I love how diverse the WebRTC space is now. Outside of this implementation you have plenty of other options!

* https://github.com/shinyoshiaki/werift-webrtc (Typescript)

* https://github.com/pion/webrtc (Golang)

* https://github.com/webrtc-rs/webrtc (Rust)

* https://github.com/algesten/str0m (Rust)

* hhttps://github.com/sepfy/libpeer (C/Embedded)

* https://webrtc.googlesource.com/src/ (C++)

* https://github.com/sipsorcery-org/sipsorcery (C#)

* https://github.com/paullouisageneau/libdatachannel (C++)

* https://github.com/elixir-webrtc (Elixir)

* https://github.com/aiortc/aiortc (Python)

* GStreamer’s webrtcbin (C)

See https://github.com/sipsorcery/webrtc-echoes for examples of some running against each other.


Kinesis Video Streams are somewhat broke . I had to use another tool.

I would connect as viewer (ConnectAsViewer) and when I disconnected often the connection would stay open. And since there's a 10 client limit, after multiple disconnections in the same couple of minutes the system thought there was 10 client and blocked new client but there was zero clients.


I've used WebRTC in JavaScript, but I can't quite get why I would use this library. Can anyone respond with use cases?

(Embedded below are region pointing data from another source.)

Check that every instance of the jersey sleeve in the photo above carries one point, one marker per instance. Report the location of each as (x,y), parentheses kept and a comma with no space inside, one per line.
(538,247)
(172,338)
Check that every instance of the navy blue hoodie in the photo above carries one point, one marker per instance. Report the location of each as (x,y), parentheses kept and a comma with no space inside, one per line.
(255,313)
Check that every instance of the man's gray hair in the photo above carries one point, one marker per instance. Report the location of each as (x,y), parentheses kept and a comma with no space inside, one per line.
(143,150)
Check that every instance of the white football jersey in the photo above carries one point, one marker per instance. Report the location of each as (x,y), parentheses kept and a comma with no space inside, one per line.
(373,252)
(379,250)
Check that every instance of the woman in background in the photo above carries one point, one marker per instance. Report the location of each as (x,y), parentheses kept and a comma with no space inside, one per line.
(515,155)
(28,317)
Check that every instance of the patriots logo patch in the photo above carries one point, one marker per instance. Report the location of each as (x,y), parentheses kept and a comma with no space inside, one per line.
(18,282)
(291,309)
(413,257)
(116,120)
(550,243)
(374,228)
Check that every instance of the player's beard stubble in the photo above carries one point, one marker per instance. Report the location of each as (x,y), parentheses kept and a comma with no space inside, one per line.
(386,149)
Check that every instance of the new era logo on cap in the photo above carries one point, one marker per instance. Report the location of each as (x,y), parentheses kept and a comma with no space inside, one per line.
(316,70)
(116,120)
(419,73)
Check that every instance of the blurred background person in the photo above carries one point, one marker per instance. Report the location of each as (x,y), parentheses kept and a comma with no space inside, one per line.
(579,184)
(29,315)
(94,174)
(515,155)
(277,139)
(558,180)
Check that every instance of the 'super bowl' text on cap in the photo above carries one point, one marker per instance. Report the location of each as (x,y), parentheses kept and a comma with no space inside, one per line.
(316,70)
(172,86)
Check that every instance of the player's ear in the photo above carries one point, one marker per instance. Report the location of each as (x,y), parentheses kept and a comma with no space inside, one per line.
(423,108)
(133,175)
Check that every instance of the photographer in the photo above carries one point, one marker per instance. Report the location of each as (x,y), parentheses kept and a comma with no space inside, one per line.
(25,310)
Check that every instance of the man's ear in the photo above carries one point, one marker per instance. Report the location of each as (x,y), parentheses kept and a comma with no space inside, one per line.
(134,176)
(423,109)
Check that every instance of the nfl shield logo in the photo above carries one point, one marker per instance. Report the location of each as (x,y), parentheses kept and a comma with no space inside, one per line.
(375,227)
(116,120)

Edge device that is communicating with web clients on a network would be my guess. People use WebRTC (mainly the Go library though) to create Remote Desktop implementations. Ex: https://github.com/imtiyazs/webrtc-remote-desktop


I hadn't considered an RDP use-case. Thanks!


Worked on a product that did that cross-platform thanks to go, surprisingly simple to work with.


Customers I have seen

* Taxi uploaded footage to analyze (guns, hostile body language)

* Rescue Delivery Robot (Get a delivery robot unstuck when AI gives up. Need video + send commands)

* Remote Mining Equipment ( Video + Control)

* Remote Surgery (Specialist hands super imposed for local generalist)

* Security Cameras/Doorbells

* Kids smart watch to give parents audio+video

* Battery Operated Wearable Cameras


Interesting, I hadn't thought of that. As a a developer about to use the Pi at the edge, I can see how this would be helpful with delivering footage from the IoT devices.

I'm not sure I understand or would use AWS as the hub though, I would probably build my own server hub.


Anyone find a way to get raspivid (or a lower abstraction) to play nice with WebRTC and negotiate the bit rate depending on the connection quality?